Issues concerning transboundary Ramsar sites

1. It has been recognized many times that a coherent national and international network of Ramsar sites and their sustainable management can provide a powerful demonstration and important contribution to countries achieving their sustainable development goals, through the recognition and maintenance of the wetland services and functions they provide in water and food security and poverty eradication, especially for local communities and indigenous people.

2. What has not been well developed is the issue of transboundary Ramsar sites, their "status" and importantly their management. "Transboundary Ramsar sites" are defined as those internationally important wetlands which cross international borders and have been designated as Ramsar sites by at least two Contracting Parties within whose territories they lie.
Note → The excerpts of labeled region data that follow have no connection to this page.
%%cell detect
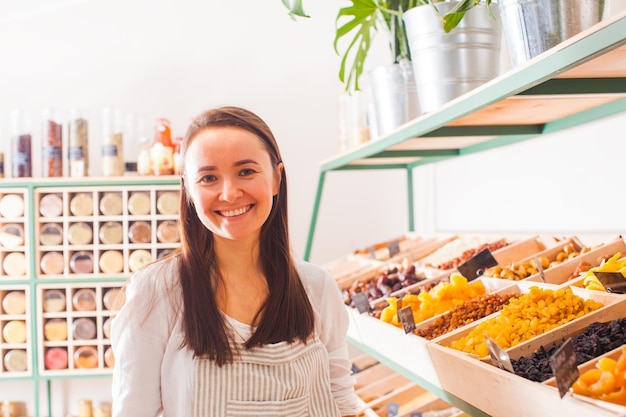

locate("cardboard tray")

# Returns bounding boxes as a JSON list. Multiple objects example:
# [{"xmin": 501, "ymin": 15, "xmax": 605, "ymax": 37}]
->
[{"xmin": 427, "ymin": 281, "xmax": 626, "ymax": 417}]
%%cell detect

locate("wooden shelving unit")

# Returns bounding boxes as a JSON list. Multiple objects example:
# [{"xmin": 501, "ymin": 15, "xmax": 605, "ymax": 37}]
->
[{"xmin": 304, "ymin": 8, "xmax": 626, "ymax": 416}]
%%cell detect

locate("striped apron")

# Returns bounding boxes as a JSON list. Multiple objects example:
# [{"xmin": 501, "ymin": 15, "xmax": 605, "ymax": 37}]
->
[{"xmin": 193, "ymin": 337, "xmax": 341, "ymax": 417}]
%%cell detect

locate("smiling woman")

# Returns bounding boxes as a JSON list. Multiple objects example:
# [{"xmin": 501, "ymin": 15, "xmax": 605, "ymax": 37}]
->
[{"xmin": 111, "ymin": 107, "xmax": 358, "ymax": 417}]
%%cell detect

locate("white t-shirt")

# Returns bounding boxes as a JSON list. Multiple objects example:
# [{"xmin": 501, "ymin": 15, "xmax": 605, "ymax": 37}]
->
[{"xmin": 111, "ymin": 258, "xmax": 359, "ymax": 417}]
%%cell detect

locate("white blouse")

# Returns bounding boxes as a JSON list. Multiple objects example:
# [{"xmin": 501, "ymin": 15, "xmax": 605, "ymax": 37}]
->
[{"xmin": 111, "ymin": 258, "xmax": 359, "ymax": 417}]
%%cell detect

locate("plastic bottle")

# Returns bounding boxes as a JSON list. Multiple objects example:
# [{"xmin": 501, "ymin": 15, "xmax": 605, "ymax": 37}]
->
[
  {"xmin": 41, "ymin": 109, "xmax": 63, "ymax": 177},
  {"xmin": 102, "ymin": 107, "xmax": 124, "ymax": 177},
  {"xmin": 67, "ymin": 109, "xmax": 89, "ymax": 177},
  {"xmin": 11, "ymin": 109, "xmax": 33, "ymax": 178},
  {"xmin": 150, "ymin": 117, "xmax": 174, "ymax": 175}
]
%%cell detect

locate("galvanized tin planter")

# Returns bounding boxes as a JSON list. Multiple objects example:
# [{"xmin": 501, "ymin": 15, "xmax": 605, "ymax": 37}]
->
[
  {"xmin": 498, "ymin": 0, "xmax": 605, "ymax": 67},
  {"xmin": 404, "ymin": 1, "xmax": 501, "ymax": 113}
]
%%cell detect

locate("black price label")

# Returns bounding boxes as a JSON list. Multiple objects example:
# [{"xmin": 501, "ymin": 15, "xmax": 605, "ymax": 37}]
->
[
  {"xmin": 352, "ymin": 291, "xmax": 370, "ymax": 314},
  {"xmin": 387, "ymin": 239, "xmax": 400, "ymax": 258},
  {"xmin": 457, "ymin": 248, "xmax": 498, "ymax": 281},
  {"xmin": 485, "ymin": 336, "xmax": 515, "ymax": 373},
  {"xmin": 550, "ymin": 338, "xmax": 580, "ymax": 398},
  {"xmin": 398, "ymin": 305, "xmax": 415, "ymax": 334},
  {"xmin": 535, "ymin": 256, "xmax": 546, "ymax": 282},
  {"xmin": 387, "ymin": 403, "xmax": 400, "ymax": 417},
  {"xmin": 593, "ymin": 271, "xmax": 626, "ymax": 294}
]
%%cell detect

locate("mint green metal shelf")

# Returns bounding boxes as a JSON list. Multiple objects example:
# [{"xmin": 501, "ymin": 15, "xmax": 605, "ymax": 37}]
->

3. The suggestion has been made that Parties should identify shared wetland sites and catchment basins, and that such initial identification of sites and catchments should be followed by an assessment of their specific functions and values that would merit recognition as Wetlands of International Importance. As a matter of priority, wetlands with unilateral designation (i.e., on only one side of a border) should be identified for listing in the neighbouring Party as well.

4. During recent years, a number of new Ramsar sites in the European region have been formally (de jure) declared jointly as "transboundary sites", i.e., through a common letter of designation, signed by the two national authorities, sometimes also complemented by a common Ramsar Information Sheet (RIS) covering both parts of the site, specifying its values on each side of the border. Such sites may carry the same name or different names, for reasons of overriding importance of local names, different languages and alphabets used, etc. A detailed paper was presented to the European Regional Meeting in Armenia in December 2004 and is available at http://www.ramsar.org/mtg_reg_europe2004_docs1d1.pdf.

5. A related issue is that which concerns the desirability and operability for developing a mechanism for specifically identifying transboundary Ramsar sites in the Ramsar List and any reporting requirements for this.

6. The Subgroup on COP9 is invited to comment on this issue and to advise on the desirability or need for a draft Resolution to be prepared for consideration by the 31st meeting of the Standing Committee in June 2005.